Gremio evidencia caso de profesora que que no pudo vacunarse


Gremio evidencia caso de profesora que que no pudo vacunarse

LOCAL.- (Comunicado).- Con mucha molestia y desazón se manifestó una profesora con residencia en Chillán pero que labora en San Carlos.

Este martes 23 de febrero, luego de haber acudido temprano en la mañana a un Cesfam de Chillán para vacunarse, acorde al calendario anunciado por el gobierno que podrían hacerlo los profesores, se le dijo allí que asistiera al Campus Fernando May, que era el recinto habilitado para ello. Sin embargo, al llegar a ese lugar, un funcionario de la Seremi de Salud le  informó que debía acudir a San Carlos, por ser ese el lugar de su desempeño laboral. "Sus Directivos deberían haberle informado oportunamente al respecto" le señaló el profesional. Digamos que tampoco se ha instruido mucho de cómo obtener el Certificado de calidad de docente para el proceso vacunatorio.

Con el importante apoyo de su hijo, la docente fue trasladada en automóvil a San Carlos, al recinto del Liceo Politécnico como local de vacunación, siendo a esa altura ya cerca de las 16:00 hrs. 

Cabe señalar que el lunes 22, a pocas horas de partir la vacunación a docentes y asistentes de la educación, el stock entregado por Salud a ese recinto se agotó, por lo que el propio alcalde, Sr. Pedro Méndez, debió acudir al lugar y dar las explicaciones y las correspondientes disculpas del caso a las personas en fila, la que cubría casi una cuadra de calle Serrano.

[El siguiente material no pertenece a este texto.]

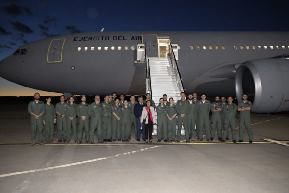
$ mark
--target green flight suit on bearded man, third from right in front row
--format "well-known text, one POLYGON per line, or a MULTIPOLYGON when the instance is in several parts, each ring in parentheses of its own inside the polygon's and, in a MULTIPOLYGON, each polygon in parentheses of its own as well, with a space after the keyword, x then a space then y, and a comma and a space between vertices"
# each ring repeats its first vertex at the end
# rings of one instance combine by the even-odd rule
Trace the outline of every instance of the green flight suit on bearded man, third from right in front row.
MULTIPOLYGON (((215 108, 222 108, 222 103, 212 102, 211 104, 211 138, 215 137, 215 130, 217 126, 218 138, 222 138, 222 111, 213 112, 215 108)), ((222 110, 222 109, 221 109, 222 110)))

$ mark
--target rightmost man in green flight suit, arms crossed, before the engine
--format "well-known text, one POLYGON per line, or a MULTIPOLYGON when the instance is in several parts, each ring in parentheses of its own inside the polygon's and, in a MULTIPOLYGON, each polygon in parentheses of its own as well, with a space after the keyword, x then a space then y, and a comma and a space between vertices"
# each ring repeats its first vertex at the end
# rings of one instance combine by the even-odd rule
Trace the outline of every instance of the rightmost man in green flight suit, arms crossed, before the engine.
POLYGON ((248 96, 246 94, 242 95, 242 101, 238 103, 238 111, 240 111, 239 117, 239 143, 243 142, 244 137, 244 125, 246 125, 247 133, 249 136, 249 143, 253 143, 253 133, 252 133, 252 126, 251 126, 251 115, 250 112, 252 110, 252 103, 251 101, 247 100, 248 96))

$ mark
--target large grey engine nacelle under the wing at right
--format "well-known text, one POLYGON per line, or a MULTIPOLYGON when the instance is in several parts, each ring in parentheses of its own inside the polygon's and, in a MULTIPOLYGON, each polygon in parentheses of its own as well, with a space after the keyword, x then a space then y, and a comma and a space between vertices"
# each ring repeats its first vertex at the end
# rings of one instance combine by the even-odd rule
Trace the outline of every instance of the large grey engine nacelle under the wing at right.
POLYGON ((235 77, 236 97, 252 101, 252 112, 289 110, 289 59, 257 59, 242 63, 235 77))

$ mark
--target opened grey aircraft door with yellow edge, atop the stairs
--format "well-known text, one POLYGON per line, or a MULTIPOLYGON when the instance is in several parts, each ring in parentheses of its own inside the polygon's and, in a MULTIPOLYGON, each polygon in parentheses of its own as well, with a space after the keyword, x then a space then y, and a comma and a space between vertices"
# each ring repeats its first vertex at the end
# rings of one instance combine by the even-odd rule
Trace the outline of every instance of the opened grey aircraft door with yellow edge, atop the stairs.
POLYGON ((158 57, 158 35, 141 35, 147 57, 158 57))

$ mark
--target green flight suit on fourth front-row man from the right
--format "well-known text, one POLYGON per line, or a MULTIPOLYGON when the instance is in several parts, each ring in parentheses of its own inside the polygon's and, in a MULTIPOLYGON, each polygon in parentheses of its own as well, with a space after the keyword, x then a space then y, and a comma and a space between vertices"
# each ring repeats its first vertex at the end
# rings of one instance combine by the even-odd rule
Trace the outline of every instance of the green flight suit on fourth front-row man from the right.
POLYGON ((197 102, 197 113, 198 113, 198 127, 199 129, 199 139, 203 139, 203 126, 205 126, 206 138, 210 139, 210 110, 211 102, 206 100, 204 103, 202 100, 197 102))

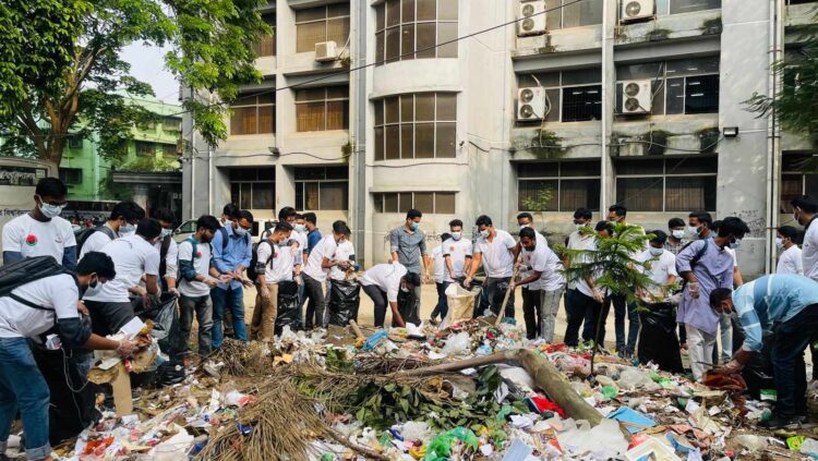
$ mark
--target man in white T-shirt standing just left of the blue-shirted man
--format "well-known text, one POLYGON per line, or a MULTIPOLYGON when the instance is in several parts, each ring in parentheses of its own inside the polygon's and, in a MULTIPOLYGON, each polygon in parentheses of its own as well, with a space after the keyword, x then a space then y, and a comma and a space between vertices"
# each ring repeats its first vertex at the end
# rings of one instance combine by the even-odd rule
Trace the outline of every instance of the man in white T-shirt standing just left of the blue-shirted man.
MULTIPOLYGON (((196 233, 179 244, 179 323, 185 348, 190 343, 193 316, 199 323, 199 354, 213 350, 213 302, 210 290, 219 281, 219 272, 210 265, 210 242, 219 230, 215 216, 204 215, 196 220, 196 233)), ((225 278, 227 279, 227 278, 225 278)))

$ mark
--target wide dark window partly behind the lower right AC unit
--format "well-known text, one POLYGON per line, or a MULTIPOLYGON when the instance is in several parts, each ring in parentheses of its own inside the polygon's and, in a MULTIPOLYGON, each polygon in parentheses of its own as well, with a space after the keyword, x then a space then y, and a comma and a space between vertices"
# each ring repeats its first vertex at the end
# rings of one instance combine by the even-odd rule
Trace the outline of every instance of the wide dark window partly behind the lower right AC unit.
POLYGON ((616 69, 616 111, 622 110, 623 81, 650 80, 651 113, 719 112, 719 57, 622 65, 616 69))

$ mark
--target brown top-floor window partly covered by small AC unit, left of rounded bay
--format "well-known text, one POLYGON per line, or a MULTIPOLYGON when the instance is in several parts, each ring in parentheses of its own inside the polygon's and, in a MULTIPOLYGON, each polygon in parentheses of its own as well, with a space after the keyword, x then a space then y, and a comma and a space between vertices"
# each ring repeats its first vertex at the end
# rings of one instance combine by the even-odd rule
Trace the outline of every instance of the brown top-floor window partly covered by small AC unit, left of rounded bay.
POLYGON ((296 11, 296 52, 315 51, 315 44, 335 41, 342 47, 349 37, 349 3, 296 11))

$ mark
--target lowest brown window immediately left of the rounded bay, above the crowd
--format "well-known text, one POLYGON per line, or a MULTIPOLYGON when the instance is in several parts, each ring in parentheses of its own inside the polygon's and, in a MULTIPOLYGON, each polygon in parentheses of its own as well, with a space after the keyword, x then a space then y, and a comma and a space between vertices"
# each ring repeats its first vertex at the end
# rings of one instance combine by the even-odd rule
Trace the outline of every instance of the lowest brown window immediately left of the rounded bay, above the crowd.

El Edil  invitó a las personas a concurrir cualquier otro día, no solo en el horario para funcionarios de la educación como se había anunciado. 

En las afueras del recinto, la profesora se encontró con otras dos colegas con quienes hizo fila para su vacunación. Sin embargo no pudieron recibir el tratamiento, pues se les explicó que se deben contar con 5 pacientes para recibir el medicamento, ya que los envases de esta vacuna contienen el equivalente a 5 dosis y si faltan pacientes, el saldo de dosis se pierde irremediablemente. Ante ello la inspectora general del Establecimiento intercedió por ellas señalando a la funcionaria de salud que eran 3 docentes las que estaban a la espera. Sin embargo la funcionaria de salud se negó a realizar el procedimiento, pues es una instrucción de nivel superior.

Ya más desalentada aún, la profesora regresó a Chillán, donde, a la altura del supermercado Jumbo, el vehículo fue detenido por fiscalizadores de la Seremi de Salud. Las ocupantes presentaron confiadamente el Certificado del Mineduc con el cual se ha dicho que basta para justificar desplazarse en cuarentena comunal. Sin embargo el funcionario de la Seremi de Salud les dijo “Ah, nooo, ustedes se andan paseando de comuna en comuna en cuarentena. Esto es para cursarles una multa de más de cien mil pesos”. Afortunadamente, a pesar del pésimo trato del funcionario, dicha multa no se concretó y pudieron continuar el desplazamiento rumbo al hogar. Con esto, la sufrida profesora no quiere saber más de vacunas ni permisos ni nada. 

Es de esperar que las autoridades de salud, educación y municipales puedan realizar una labor mucho más coordinada, coherente y cercana a la gente, desplegando verdaderos esfuerzos en bien de los profesionales de primera línea, como lo son los profesores de Chile.